I’m a serious dweeb for edutainment content on Youtube. I’m never without a dozen tabs open for later watching/listening as I’m coding away, or cooking dinner. Popular classics like Numberphile, VSauce, CGP Grey, and tons more from channels of all sizes (covering every topic imaginable), are always streaming though a device nearby, and Kurzgesagt is one that jumps right to the top of that playlist when a new video drops. And it’s been that way for over a decade. I even got one of the original ‘year 12,000’ calendars from when they first started creating them (2016/7, I believe it was). In much fewer words – I’m a big fan. Naturally I had this game wishlisted as soon as it popped up on Steam without even knowing what it would be, but I would have never guessed it was exactly what I had been searching for.

That’s no exaggeration, either. And I can prove it! It was November-ish of last year I started digging back into Factorio, Astroneer, Planet Crafter, and a couple of other resource management and automation building gems looking for something I could really sink my teeth into and relax with. I even started prioritising demos in the genre, such as Blossom: The Seed of Life. But nothing quite hit the note I was craving. Too much exploration required in games I’d already played, and other titles had me distracted with fighting off hordes of enemies instead of focusing on my EFFICIENCY. I just wanted to be left alone in my own corner of the universe to architect pipelines and organise my throughput into exquisite little self-contained systems.

Star Birds provides exactly that.

Wrapped in a joyful cartoony design that sings life into each bouncy animation, and told through a mysterious and comedic narrative perfectly indicative of the videos we’ve learned so much random trivia from, this captivating and easy-going campaign is brought to us by none other than the Dorfromantik team.
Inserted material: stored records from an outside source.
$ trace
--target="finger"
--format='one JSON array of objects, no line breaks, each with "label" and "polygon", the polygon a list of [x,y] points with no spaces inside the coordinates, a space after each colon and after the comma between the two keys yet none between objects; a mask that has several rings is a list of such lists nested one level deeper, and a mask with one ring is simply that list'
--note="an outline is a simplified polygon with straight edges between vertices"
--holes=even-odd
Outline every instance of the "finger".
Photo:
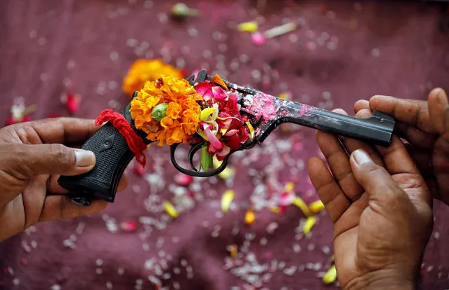
[{"label": "finger", "polygon": [[[59,174],[52,174],[50,177],[50,179],[48,180],[48,184],[47,185],[47,192],[50,195],[63,195],[69,193],[69,191],[63,188],[58,183],[58,179],[60,175]],[[117,186],[117,192],[122,192],[126,187],[128,186],[128,179],[126,175],[123,175],[120,179],[120,181],[119,182],[119,185]]]},{"label": "finger", "polygon": [[[372,114],[370,109],[370,102],[365,100],[358,101],[354,105],[354,111],[356,113],[356,116],[359,118],[367,118]],[[363,111],[363,113],[358,115],[360,111]],[[434,134],[426,133],[417,127],[411,126],[404,122],[397,122],[394,131],[398,136],[405,139],[408,142],[421,148],[431,148],[435,140]]]},{"label": "finger", "polygon": [[396,124],[394,132],[408,142],[422,149],[431,148],[436,137],[435,134],[426,133],[402,122]]},{"label": "finger", "polygon": [[[56,118],[18,123],[11,128],[29,144],[84,142],[99,128],[93,120]],[[25,143],[25,142],[24,142]]]},{"label": "finger", "polygon": [[[370,110],[367,109],[362,109],[361,111],[359,111],[358,113],[357,113],[356,116],[359,118],[365,118],[367,116],[370,116],[370,114],[368,115],[369,113],[367,113],[368,111],[370,111]],[[347,115],[347,113],[343,110],[339,111],[338,112],[340,113],[344,113],[345,115]],[[371,145],[365,142],[363,142],[362,141],[356,140],[354,139],[346,138],[343,137],[340,137],[339,138],[343,142],[344,147],[346,149],[349,154],[351,154],[356,150],[363,149],[365,150],[365,151],[367,152],[368,154],[370,154],[370,156],[371,156],[371,158],[376,163],[376,164],[380,166],[384,166],[384,162],[382,161],[382,157],[379,155],[379,153],[377,152],[377,151]],[[348,160],[349,159],[349,158],[348,158]]]},{"label": "finger", "polygon": [[387,216],[394,213],[410,202],[382,167],[377,165],[363,150],[357,150],[351,155],[351,166],[357,181],[363,186],[375,210]]},{"label": "finger", "polygon": [[19,179],[39,174],[78,175],[91,170],[96,163],[93,152],[62,144],[5,144],[2,147],[0,169],[13,172]]},{"label": "finger", "polygon": [[442,134],[449,132],[449,102],[445,91],[441,88],[433,90],[428,101],[431,119],[438,132]]},{"label": "finger", "polygon": [[[338,111],[337,112],[340,113]],[[350,200],[357,200],[363,193],[363,188],[354,178],[349,165],[349,156],[337,137],[317,131],[316,141],[339,188]]]},{"label": "finger", "polygon": [[366,99],[360,99],[356,102],[356,104],[354,104],[355,113],[357,113],[357,112],[358,112],[360,110],[363,110],[364,109],[370,109],[370,101],[367,101]]},{"label": "finger", "polygon": [[405,145],[405,149],[416,163],[422,177],[426,179],[433,176],[431,152],[414,147],[411,144]]},{"label": "finger", "polygon": [[324,161],[314,157],[308,161],[307,167],[312,184],[325,205],[327,214],[335,223],[348,209],[351,202],[339,187]]},{"label": "finger", "polygon": [[39,221],[72,219],[93,214],[108,206],[108,202],[95,200],[89,207],[80,207],[70,200],[68,195],[48,195]]},{"label": "finger", "polygon": [[397,120],[427,133],[436,132],[430,119],[427,102],[388,96],[374,96],[370,99],[370,108],[372,111],[391,115]]},{"label": "finger", "polygon": [[27,186],[22,193],[23,208],[25,213],[25,228],[35,224],[39,221],[41,209],[45,200],[46,185],[48,179],[48,175],[33,177],[30,179]]}]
Man, do they know how to make games that pair just right with a cup of tea and a cozy chair. Being left alone to reach a win condition (the hierarchical gathering and synthesising of specific resources) however you prefer to tackle it – no time limits, no railroading, no creatures to come kick over your sandcastle – is a rare gift.
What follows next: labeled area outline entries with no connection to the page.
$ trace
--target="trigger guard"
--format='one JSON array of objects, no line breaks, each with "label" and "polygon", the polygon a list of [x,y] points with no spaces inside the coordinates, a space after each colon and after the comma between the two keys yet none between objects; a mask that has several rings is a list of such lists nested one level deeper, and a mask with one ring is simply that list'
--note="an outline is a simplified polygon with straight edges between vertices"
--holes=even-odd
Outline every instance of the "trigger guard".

I mean, there are extra sub-goals you can go for, such as dispatching specific groups of materials to build out your ship’s amenities for a higher rating; or refraining from using too many of certain apparati. But all entirely optional and more often than not simply require spending much more time than you’d need to simply complete the stage refining your networks or shuffling around machinery and logistics to maximise for balanced outputs.

Though, I must admit, after the completionist in me forced me to push for 100% on all of the earlier solar-systems (stages), it could get a little tedious to be performing the exact same strategy over and over. Firstly, spend some credits discovering which celestial bodies contain the foundational elements you need to get going. Secondly, set up some basic extraction and exportation to a more centralised location for processing. And finally, get a nice regulated stream of generic resources that can be used to satisfy repeatable goals for a steady income you’ll be using to construct what you need to meet your actual goal. The procedural generation of the locations, then, seems superfluous when you’re frequently tackling them the exact same way.
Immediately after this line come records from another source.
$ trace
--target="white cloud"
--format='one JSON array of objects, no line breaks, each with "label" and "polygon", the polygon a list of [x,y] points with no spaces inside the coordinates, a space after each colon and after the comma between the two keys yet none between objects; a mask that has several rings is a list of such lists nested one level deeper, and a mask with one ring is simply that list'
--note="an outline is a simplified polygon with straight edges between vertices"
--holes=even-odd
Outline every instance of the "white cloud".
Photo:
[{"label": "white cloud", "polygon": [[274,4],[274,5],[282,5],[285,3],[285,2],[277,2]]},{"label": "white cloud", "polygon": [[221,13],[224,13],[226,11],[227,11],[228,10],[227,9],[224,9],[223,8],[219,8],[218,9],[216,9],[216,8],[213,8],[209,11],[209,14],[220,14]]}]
Where Star Birds really shines is when you’re starting out and constantly unlocking tools for producing new materials and discovering new obstacles to overcome, but even more so when your goal isn’t so straight forward. I believe it was only one of the spin-off side missions, but having to puzzle my way around a single, claustrophobic, and resource-scarce asteroid forced me to have to consider and reconsider my channels matrix in order to fit in appliances I needed whilst continuing to harvest at a decent pace. And when they threw in the stepped layers of ground you had to work up via a meagre few ramps, it turned my neatly organised map into a spider-web lattice of criss-crossing cables that I had to frequently revise and squeeze through any gap I could muster. I’d call it a standout like a diamond in the rough, but it was more like a masterfully cut red emerald in a field of shallow diamonds – It’s all great, but every now and then it knocks it right out of the stratosphere.

All I can hope for from the full release is more of that: hand-crafted and unique challenges over randomised layouts. The core is already a solid tellurian surface with plenty of room to dream up new ideas on. As long as they figure out how to get those loopy tubes to behave when being dragged around, that is!